Tell us a little about Nick's writing process.

Usually he wrote from research, gathering information, talking to people, writing notes. Then dialogue developed in his notes books early on and plot developed through the characters. But this play was different. He wrote the first act in 3 days straight out and it hardly changed at all. It was performed at the RSC festival with Lesley Manville as Dolores. He was then commissioned to write the second act, which took a lot longer.

What do you feel is Nick's legacy?

Wonderful plays, varied in subject, always funny.

What does Falmouth University’s Nick Darke Awards mean to you and to the people that win each year?

Falmouth University have developed the award adding more to the pot and helping to pull in more writers. We work closely with Nick’s archive at the University and have a wonderful set of judges, all of whom knew Nick. The award leads people to Nick’s work which is important but also I love giving money to writers. The Award money helps writers to keep going, I know how difficult that can be. Writing is very hard work. Good writing is rare and needs help.

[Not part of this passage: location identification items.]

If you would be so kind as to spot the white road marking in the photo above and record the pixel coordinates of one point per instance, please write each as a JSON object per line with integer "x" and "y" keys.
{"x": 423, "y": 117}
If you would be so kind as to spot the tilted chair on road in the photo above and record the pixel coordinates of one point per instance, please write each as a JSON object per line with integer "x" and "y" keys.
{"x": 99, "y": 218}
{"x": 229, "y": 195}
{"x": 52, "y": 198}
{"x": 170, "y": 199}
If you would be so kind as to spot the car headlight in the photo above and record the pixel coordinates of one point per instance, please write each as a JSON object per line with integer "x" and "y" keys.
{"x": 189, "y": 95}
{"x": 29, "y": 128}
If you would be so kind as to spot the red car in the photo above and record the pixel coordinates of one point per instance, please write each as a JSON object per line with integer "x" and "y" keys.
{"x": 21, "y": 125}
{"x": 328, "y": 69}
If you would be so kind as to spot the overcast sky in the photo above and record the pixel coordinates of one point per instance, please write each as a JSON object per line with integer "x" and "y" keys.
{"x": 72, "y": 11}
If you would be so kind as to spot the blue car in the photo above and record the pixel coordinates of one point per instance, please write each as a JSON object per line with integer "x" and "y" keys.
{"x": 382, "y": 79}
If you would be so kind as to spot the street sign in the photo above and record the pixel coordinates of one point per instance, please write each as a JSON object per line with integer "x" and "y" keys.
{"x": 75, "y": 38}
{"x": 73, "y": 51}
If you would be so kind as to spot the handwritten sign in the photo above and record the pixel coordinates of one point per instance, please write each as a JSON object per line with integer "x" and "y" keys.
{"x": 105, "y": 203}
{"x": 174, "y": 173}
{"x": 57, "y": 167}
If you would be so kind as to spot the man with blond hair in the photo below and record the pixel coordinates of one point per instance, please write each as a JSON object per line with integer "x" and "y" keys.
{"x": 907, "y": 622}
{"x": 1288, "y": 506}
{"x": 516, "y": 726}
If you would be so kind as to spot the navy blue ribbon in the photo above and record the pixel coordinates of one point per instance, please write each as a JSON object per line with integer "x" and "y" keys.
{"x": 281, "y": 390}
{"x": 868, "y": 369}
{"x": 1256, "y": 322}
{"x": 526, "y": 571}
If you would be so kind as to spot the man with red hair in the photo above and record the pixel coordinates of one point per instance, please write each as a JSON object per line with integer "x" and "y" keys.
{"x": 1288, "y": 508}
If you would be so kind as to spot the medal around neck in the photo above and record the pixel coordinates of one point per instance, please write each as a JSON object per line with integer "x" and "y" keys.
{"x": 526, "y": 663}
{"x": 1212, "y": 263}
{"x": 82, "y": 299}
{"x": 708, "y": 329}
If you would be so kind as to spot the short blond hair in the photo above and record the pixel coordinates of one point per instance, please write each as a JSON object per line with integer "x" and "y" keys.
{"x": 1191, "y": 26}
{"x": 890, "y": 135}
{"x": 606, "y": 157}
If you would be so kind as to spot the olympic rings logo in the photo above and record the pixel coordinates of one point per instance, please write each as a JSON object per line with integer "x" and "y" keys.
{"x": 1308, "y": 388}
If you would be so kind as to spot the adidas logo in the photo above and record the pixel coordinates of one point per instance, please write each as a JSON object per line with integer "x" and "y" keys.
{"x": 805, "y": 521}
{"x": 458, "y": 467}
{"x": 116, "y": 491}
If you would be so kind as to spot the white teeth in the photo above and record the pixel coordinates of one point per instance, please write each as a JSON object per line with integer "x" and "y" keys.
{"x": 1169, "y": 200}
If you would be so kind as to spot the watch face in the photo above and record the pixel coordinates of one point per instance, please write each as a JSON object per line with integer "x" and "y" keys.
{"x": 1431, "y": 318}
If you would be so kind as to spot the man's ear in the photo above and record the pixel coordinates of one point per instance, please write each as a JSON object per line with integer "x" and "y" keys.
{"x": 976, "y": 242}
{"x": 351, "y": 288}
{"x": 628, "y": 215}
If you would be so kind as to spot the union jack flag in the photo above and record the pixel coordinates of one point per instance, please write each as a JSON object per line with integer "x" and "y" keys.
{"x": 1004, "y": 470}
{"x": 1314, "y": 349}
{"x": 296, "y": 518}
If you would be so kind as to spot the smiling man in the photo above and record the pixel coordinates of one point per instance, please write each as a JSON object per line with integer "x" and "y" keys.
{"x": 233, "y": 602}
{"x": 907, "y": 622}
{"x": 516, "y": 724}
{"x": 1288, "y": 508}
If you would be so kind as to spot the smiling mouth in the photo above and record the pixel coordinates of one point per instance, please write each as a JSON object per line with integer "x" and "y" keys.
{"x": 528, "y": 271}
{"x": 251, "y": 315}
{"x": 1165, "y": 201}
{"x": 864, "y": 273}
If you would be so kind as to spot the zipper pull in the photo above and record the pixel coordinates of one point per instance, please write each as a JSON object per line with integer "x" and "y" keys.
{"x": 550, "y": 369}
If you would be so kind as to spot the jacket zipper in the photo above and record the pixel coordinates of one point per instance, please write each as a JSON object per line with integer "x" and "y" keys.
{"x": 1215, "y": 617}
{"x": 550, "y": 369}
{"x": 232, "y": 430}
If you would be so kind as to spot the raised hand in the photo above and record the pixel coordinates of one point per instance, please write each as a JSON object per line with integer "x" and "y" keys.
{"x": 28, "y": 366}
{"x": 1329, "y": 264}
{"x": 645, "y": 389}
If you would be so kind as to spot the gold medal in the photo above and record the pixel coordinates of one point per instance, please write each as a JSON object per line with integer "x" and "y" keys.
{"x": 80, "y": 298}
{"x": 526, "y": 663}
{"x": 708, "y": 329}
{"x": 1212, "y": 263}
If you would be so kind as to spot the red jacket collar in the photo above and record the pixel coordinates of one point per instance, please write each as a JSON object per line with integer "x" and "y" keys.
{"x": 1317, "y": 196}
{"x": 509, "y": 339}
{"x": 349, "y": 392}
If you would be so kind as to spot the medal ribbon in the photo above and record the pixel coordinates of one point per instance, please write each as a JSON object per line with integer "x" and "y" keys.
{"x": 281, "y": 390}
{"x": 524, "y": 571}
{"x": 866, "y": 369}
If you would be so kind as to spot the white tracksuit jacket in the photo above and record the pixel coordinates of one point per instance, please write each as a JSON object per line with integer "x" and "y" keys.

Lastly, what does this play mean to you?

It’s a very important play. My relationship with Nick was a loving one. Hank and Dolores have a few problems which we didn’t encounter in our marriage but I experienced some of them in my childhood. Nick grew up with a happy family who lived on a beach, where he had complete freedom. Hank and Dolores have everything they need but…………

The Dead Monkey is partly about fighting for time. Nick died when he was 56 so he didn’t have enough but he used what he had well. Every play was his child and I want to see them live long lives.

Jane Darke lives on the North Coast of Cornwall. This is the subject of her work as a painter, filmmaker & writer. She has a close connection to the place, particularly the littoral zone, between high and low tide. Jane was married to the playwright Nick Darke until his death in 2005. He grew up on this stretch of coast and taught her everything he had learned while they fished for lobsters and mackerel from their small boat and explored the rocky shoreline.

Falmouth University is home to the Nick Darke Award – a stage, screen and radio writing award that recognises Nick Darke’s contribution in these disciplines, with an annual prize of £6,000. This year, on the 10th anniversary of his death, Falmouth is celebrating Nick's achievements through engagement with the world in which he worked. The award will be open for submissions towards the end of 2015.